Women of Achievement
for a woman who solved a glaring problem despite
widespread inertia, apathy or ignorance around her:
Bert P. Wolff
Bert Prosterman Wolff has been a strong advocate of public education and quality education for all.
The first of her four children was born the year that the U.S. Supreme Court ruled that “separate but equal” was no longer acceptable. She remembers vividly the day, less than six years later, when a half dozen African-American children entered Avon School surrounded by patrolling police and some angry, vocal citizens.
“After Dr. Martin Luther King Jr. was assassinated, I was even more determined to help Memphis City Schools become as good as they could become for all of our children,” Bert said.
As the NAACP and school officials negotiated desegregation, starting with “Plan A,” Bert and others created and staffed a Rumor Control Center, supported by and housed in the Chamber of Commerce, to initiate networking groups to calm and educate the community with facts, not rumors. She was a volunteer guidance counselor at Carver High, and a member of the Panel of American Women, Better Schools Committee and the integrated Frances Hooks book club for women.
In 1979, she ran for and won school board Position 2, at-large, a citywide race. From 1980 to 1984, the community was again polarized over desegregation, school prayer and family-life curriculum. As board president in 1983, she was a leader in negotiations of policy changes necessary to initiate the final steps of “Plan Z” so that neighborhood schools could begin to be reinstated after the city’s desegregation struggle. She found little support in the white power structure; her friends, Congressional delegation, and City Council and County Commission members urged her to oppose the last step to integrate Memphis City Schools. She would, they said, lose her re-election if she supported Plan Z.
Finally, after months of meetings and comments from parents, teachers, lawyers and staff, the board met at 5 p.m. and voted at 1:25 a.m. Four voted yes, four voted no. “As president, I cast the final and deciding vote – the tie breaker – to integrate. All hell broke lose … I had to be escorted home.”
For the next eight months, Bert received hate mail, bomb threats, obscene phone calls nightly from 2 to 5 a.m. And she lost her bid for a second term. “Was it worth it? Would I do it again? Absolutely.”
Bert was founding executive director of the Epilepsy Foundation of West Tennessee from 1975 to 1983 and brought it to national recognition. From 1990 to 1993 she served Opera Memphis as executive director.

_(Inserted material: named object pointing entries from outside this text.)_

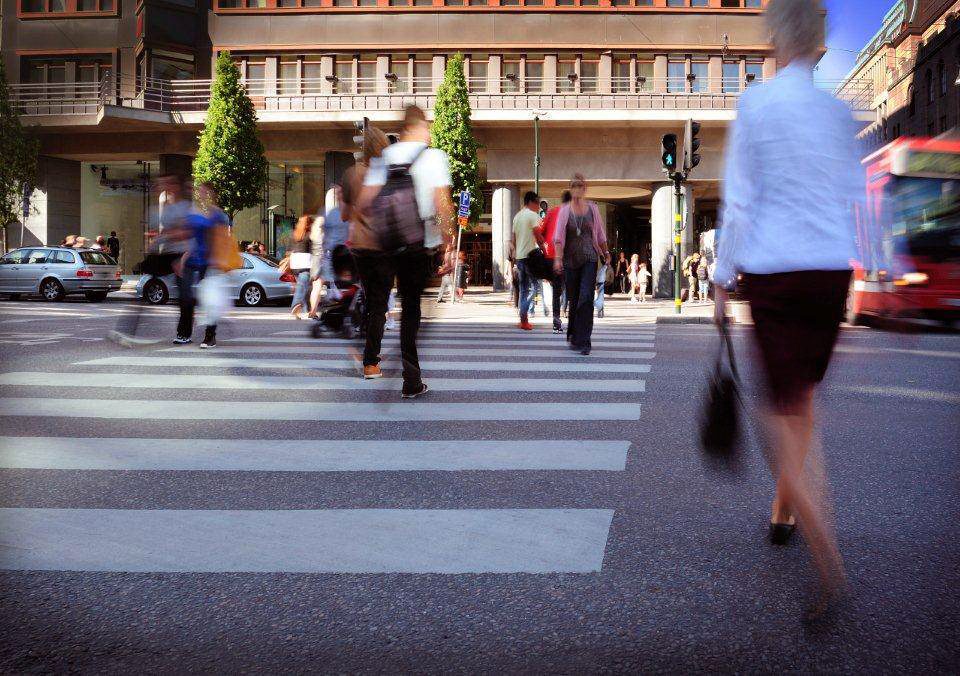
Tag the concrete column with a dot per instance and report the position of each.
(660, 73)
(769, 68)
(506, 201)
(605, 74)
(439, 66)
(326, 70)
(550, 74)
(715, 73)
(53, 205)
(661, 240)
(383, 67)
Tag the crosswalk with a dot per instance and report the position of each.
(502, 401)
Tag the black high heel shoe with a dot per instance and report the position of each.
(780, 533)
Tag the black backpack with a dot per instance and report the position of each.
(396, 218)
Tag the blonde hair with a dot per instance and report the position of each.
(796, 28)
(374, 141)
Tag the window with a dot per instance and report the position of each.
(312, 74)
(731, 77)
(477, 75)
(343, 70)
(566, 75)
(644, 76)
(66, 6)
(288, 75)
(676, 76)
(533, 73)
(700, 71)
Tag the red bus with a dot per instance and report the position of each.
(909, 234)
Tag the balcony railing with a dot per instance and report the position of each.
(331, 94)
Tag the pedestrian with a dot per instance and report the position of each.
(633, 275)
(463, 275)
(409, 176)
(548, 230)
(445, 271)
(582, 238)
(201, 221)
(703, 279)
(601, 282)
(113, 246)
(789, 231)
(524, 238)
(300, 260)
(622, 277)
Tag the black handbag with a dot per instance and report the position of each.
(720, 413)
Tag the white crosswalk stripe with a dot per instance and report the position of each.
(483, 374)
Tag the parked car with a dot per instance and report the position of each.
(256, 283)
(54, 272)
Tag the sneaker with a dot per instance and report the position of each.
(414, 393)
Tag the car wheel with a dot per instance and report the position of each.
(252, 294)
(155, 292)
(51, 289)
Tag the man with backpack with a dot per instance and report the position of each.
(407, 197)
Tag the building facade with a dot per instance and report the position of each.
(117, 90)
(913, 66)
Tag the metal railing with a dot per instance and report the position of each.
(332, 94)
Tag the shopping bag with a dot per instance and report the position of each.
(212, 295)
(721, 409)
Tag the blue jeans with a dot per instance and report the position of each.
(526, 288)
(303, 287)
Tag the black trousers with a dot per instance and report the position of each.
(377, 273)
(581, 283)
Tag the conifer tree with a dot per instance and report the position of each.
(231, 155)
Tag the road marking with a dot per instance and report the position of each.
(455, 541)
(903, 392)
(419, 411)
(219, 382)
(309, 455)
(189, 361)
(554, 342)
(532, 354)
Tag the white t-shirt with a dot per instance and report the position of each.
(429, 172)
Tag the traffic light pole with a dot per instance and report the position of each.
(677, 228)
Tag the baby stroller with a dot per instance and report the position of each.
(346, 315)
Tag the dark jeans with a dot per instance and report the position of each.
(376, 274)
(580, 285)
(556, 283)
(189, 276)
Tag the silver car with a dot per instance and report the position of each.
(54, 272)
(257, 282)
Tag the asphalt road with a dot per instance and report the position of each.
(506, 549)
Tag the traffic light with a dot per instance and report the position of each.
(361, 126)
(691, 144)
(668, 148)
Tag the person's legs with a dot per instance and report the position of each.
(412, 273)
(187, 302)
(376, 275)
(525, 290)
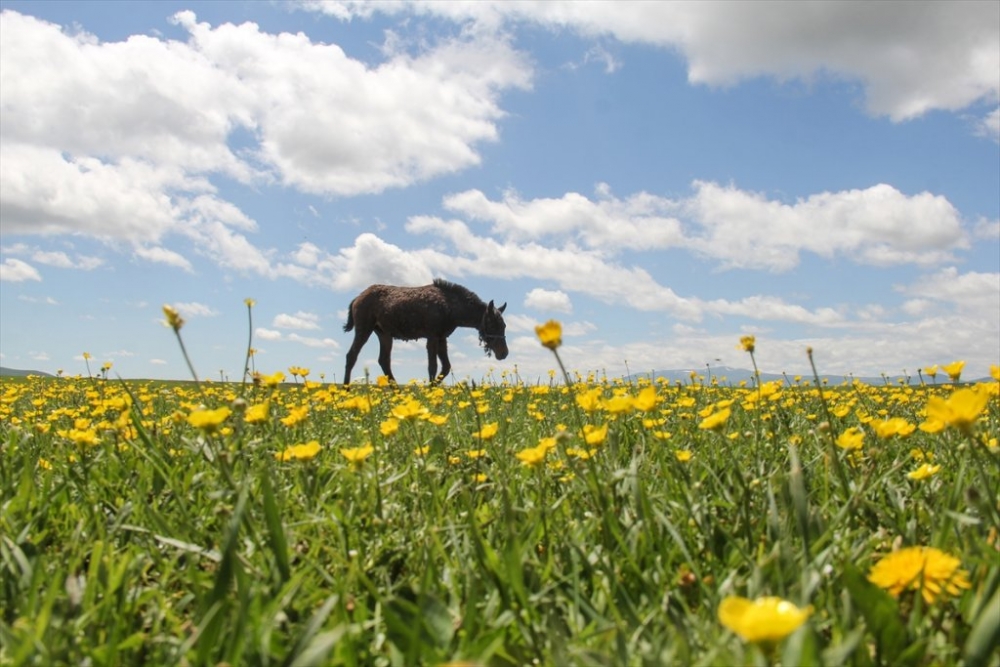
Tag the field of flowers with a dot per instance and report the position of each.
(571, 523)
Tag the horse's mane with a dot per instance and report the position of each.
(461, 292)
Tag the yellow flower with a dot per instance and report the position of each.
(895, 426)
(924, 471)
(590, 400)
(595, 435)
(925, 569)
(715, 421)
(208, 421)
(411, 409)
(532, 456)
(174, 320)
(852, 438)
(487, 432)
(299, 452)
(258, 413)
(960, 409)
(767, 619)
(954, 370)
(646, 400)
(357, 455)
(389, 426)
(550, 334)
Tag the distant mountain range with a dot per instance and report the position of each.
(726, 375)
(13, 372)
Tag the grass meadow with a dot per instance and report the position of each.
(578, 522)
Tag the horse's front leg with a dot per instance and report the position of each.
(432, 358)
(385, 354)
(443, 354)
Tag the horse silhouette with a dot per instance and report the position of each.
(432, 312)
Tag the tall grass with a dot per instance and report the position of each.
(130, 536)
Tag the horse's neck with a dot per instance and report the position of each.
(469, 314)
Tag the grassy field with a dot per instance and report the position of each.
(599, 523)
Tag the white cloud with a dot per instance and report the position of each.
(300, 320)
(911, 57)
(15, 271)
(195, 309)
(971, 292)
(548, 300)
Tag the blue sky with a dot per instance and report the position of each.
(660, 177)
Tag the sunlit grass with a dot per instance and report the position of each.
(591, 524)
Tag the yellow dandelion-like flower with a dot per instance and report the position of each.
(389, 426)
(258, 413)
(299, 452)
(895, 426)
(646, 400)
(532, 456)
(716, 420)
(767, 619)
(487, 431)
(961, 409)
(410, 409)
(208, 421)
(925, 569)
(357, 455)
(550, 334)
(852, 438)
(174, 320)
(924, 471)
(595, 435)
(954, 370)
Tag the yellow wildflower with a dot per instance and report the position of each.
(174, 321)
(357, 455)
(299, 452)
(767, 619)
(715, 421)
(924, 471)
(487, 431)
(852, 438)
(954, 370)
(208, 421)
(550, 334)
(925, 569)
(532, 456)
(960, 409)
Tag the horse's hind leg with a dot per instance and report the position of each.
(360, 338)
(385, 354)
(432, 346)
(443, 354)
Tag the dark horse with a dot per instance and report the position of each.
(432, 312)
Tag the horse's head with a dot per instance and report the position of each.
(492, 331)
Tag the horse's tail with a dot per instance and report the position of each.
(350, 317)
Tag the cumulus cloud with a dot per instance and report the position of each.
(300, 320)
(121, 141)
(544, 300)
(911, 57)
(195, 309)
(15, 271)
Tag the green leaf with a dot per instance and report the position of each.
(985, 636)
(275, 528)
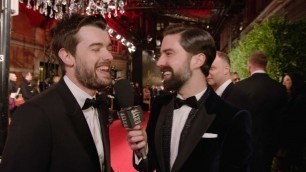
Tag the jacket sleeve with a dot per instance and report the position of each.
(27, 146)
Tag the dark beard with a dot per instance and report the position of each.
(173, 84)
(177, 80)
(89, 78)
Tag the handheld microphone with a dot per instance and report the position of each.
(130, 115)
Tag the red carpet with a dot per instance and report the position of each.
(121, 154)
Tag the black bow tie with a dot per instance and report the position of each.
(91, 102)
(191, 101)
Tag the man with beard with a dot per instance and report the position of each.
(65, 128)
(205, 133)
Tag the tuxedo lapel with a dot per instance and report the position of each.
(166, 110)
(201, 123)
(103, 118)
(227, 90)
(79, 123)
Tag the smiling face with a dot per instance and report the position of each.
(93, 58)
(174, 63)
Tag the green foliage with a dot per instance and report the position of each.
(282, 41)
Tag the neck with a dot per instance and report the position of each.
(77, 83)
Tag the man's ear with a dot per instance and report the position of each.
(227, 70)
(197, 60)
(66, 57)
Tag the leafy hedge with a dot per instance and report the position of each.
(284, 42)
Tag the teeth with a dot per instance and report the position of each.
(103, 68)
(167, 73)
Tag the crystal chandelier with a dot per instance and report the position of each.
(56, 8)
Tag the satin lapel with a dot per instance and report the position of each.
(103, 118)
(78, 121)
(201, 123)
(165, 111)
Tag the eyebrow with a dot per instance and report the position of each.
(167, 50)
(99, 44)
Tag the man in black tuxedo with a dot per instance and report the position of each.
(219, 79)
(267, 97)
(62, 129)
(206, 134)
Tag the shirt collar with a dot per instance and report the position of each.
(198, 96)
(258, 71)
(78, 93)
(221, 89)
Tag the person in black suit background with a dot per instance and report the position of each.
(292, 131)
(26, 88)
(267, 98)
(208, 134)
(59, 130)
(219, 79)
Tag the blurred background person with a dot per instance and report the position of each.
(235, 77)
(292, 131)
(219, 79)
(12, 91)
(26, 88)
(146, 97)
(267, 97)
(137, 94)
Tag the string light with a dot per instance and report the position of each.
(56, 9)
(131, 47)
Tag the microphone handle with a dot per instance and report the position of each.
(143, 153)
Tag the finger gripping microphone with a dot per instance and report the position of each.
(130, 115)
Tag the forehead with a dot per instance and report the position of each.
(218, 61)
(90, 34)
(171, 42)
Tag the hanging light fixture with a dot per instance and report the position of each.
(57, 8)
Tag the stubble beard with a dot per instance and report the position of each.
(89, 78)
(178, 79)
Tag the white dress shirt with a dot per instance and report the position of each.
(91, 115)
(221, 89)
(179, 119)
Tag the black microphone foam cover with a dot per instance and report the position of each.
(124, 93)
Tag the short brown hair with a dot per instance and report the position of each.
(224, 57)
(195, 40)
(63, 34)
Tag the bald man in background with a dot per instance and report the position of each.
(219, 79)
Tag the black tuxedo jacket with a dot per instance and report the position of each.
(267, 98)
(229, 151)
(235, 96)
(50, 133)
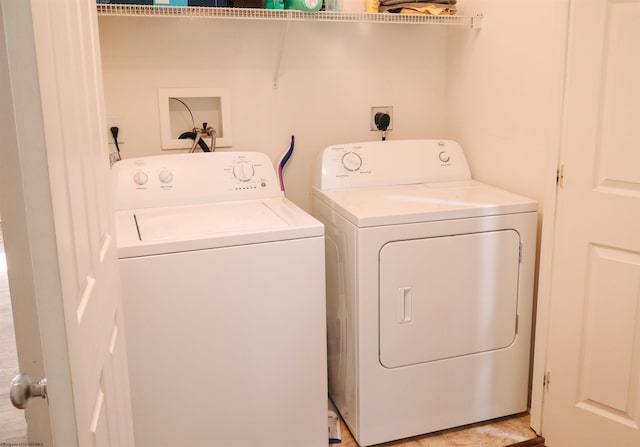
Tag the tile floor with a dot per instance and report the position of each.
(496, 433)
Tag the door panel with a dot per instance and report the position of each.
(63, 269)
(593, 391)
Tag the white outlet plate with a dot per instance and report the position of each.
(381, 109)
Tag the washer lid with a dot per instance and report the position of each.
(187, 222)
(425, 202)
(152, 231)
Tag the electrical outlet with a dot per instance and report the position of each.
(382, 109)
(115, 121)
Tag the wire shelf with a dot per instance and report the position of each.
(287, 15)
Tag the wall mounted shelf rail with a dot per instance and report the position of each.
(286, 15)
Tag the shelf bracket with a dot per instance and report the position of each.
(283, 39)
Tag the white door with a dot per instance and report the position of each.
(57, 223)
(593, 395)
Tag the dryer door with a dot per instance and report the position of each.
(445, 297)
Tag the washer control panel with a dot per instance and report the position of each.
(165, 180)
(381, 163)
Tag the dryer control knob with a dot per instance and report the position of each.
(243, 171)
(165, 176)
(140, 178)
(351, 161)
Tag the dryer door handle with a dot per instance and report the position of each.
(405, 304)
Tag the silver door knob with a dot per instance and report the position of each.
(22, 389)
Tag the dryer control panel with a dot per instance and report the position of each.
(184, 179)
(392, 162)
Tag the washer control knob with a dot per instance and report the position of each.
(140, 178)
(243, 171)
(165, 176)
(351, 161)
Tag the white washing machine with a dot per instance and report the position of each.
(429, 289)
(224, 303)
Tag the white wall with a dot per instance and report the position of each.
(504, 92)
(330, 76)
(496, 90)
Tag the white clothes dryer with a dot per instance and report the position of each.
(224, 303)
(429, 289)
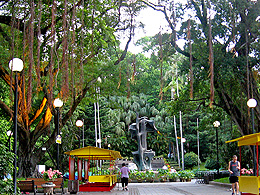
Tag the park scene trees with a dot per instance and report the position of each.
(203, 61)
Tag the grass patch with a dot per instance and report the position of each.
(222, 180)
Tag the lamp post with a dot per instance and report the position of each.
(9, 134)
(251, 103)
(80, 123)
(57, 104)
(16, 65)
(216, 125)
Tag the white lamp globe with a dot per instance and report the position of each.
(251, 103)
(58, 103)
(79, 123)
(16, 64)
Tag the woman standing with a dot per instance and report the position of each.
(234, 168)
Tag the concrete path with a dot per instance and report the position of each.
(171, 188)
(175, 188)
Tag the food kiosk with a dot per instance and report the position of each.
(92, 182)
(249, 184)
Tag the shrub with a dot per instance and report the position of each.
(6, 160)
(190, 159)
(211, 164)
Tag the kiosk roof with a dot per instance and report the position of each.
(245, 140)
(95, 153)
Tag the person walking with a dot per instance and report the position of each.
(234, 170)
(124, 176)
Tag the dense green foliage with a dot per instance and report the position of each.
(158, 86)
(190, 159)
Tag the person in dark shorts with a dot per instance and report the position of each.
(124, 176)
(234, 170)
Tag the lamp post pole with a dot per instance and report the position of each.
(251, 103)
(57, 104)
(216, 125)
(16, 65)
(9, 134)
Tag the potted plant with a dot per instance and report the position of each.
(162, 173)
(183, 175)
(150, 176)
(140, 176)
(173, 176)
(190, 175)
(51, 175)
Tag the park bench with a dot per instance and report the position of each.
(27, 186)
(39, 181)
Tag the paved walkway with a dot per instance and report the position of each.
(175, 188)
(171, 188)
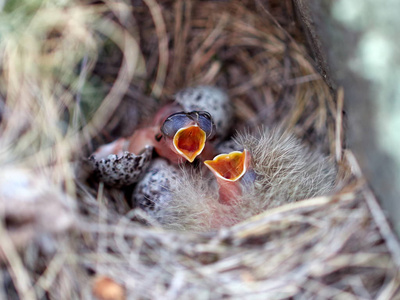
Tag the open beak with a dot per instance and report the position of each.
(189, 141)
(228, 169)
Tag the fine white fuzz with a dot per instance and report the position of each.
(285, 171)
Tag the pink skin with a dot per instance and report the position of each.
(147, 136)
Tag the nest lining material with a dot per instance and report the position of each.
(321, 248)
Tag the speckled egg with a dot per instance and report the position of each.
(155, 189)
(117, 171)
(211, 99)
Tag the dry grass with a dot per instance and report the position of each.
(74, 75)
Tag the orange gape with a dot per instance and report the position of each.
(190, 141)
(228, 169)
(230, 166)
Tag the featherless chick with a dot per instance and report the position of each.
(273, 168)
(181, 130)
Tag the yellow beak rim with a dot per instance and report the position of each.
(229, 167)
(189, 142)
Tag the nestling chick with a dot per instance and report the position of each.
(283, 171)
(179, 131)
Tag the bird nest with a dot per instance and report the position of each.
(76, 75)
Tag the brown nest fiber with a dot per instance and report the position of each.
(334, 247)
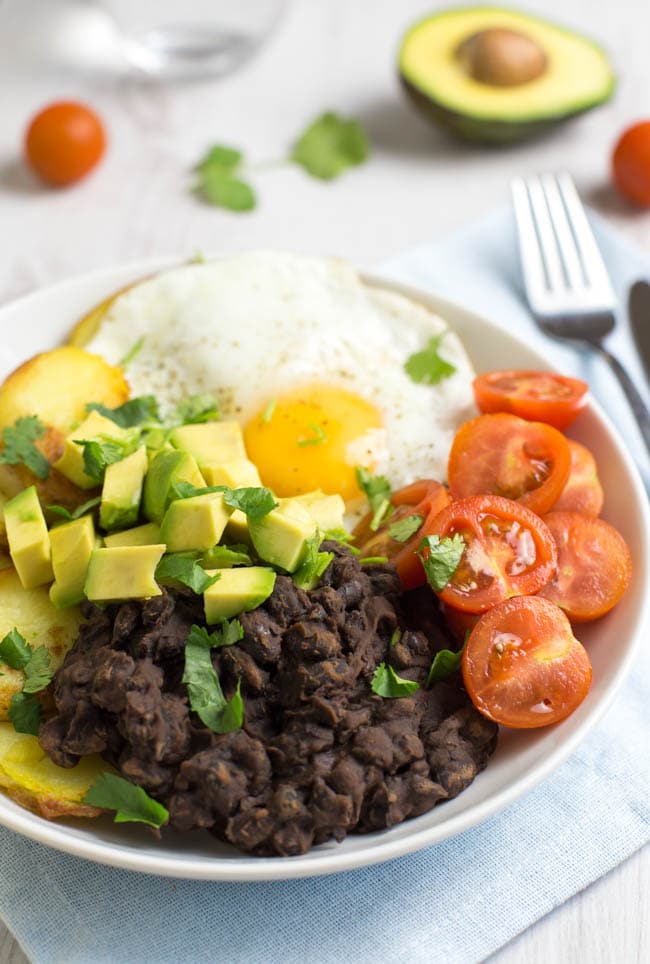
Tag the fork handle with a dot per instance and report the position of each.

In her seven years at the Memphis Botanic Garden, Bert held positions including foundation director and assistant director before her retirement in 2001.
She is a charter member of the Panel of American Women, founding member of Network of Memphis and has served on the boards of the Wolf River Conservancy, Metropolitan Inter-Faith Association, Temple Israel, the National Conference of Christians and Jews, and the State Commission on Women.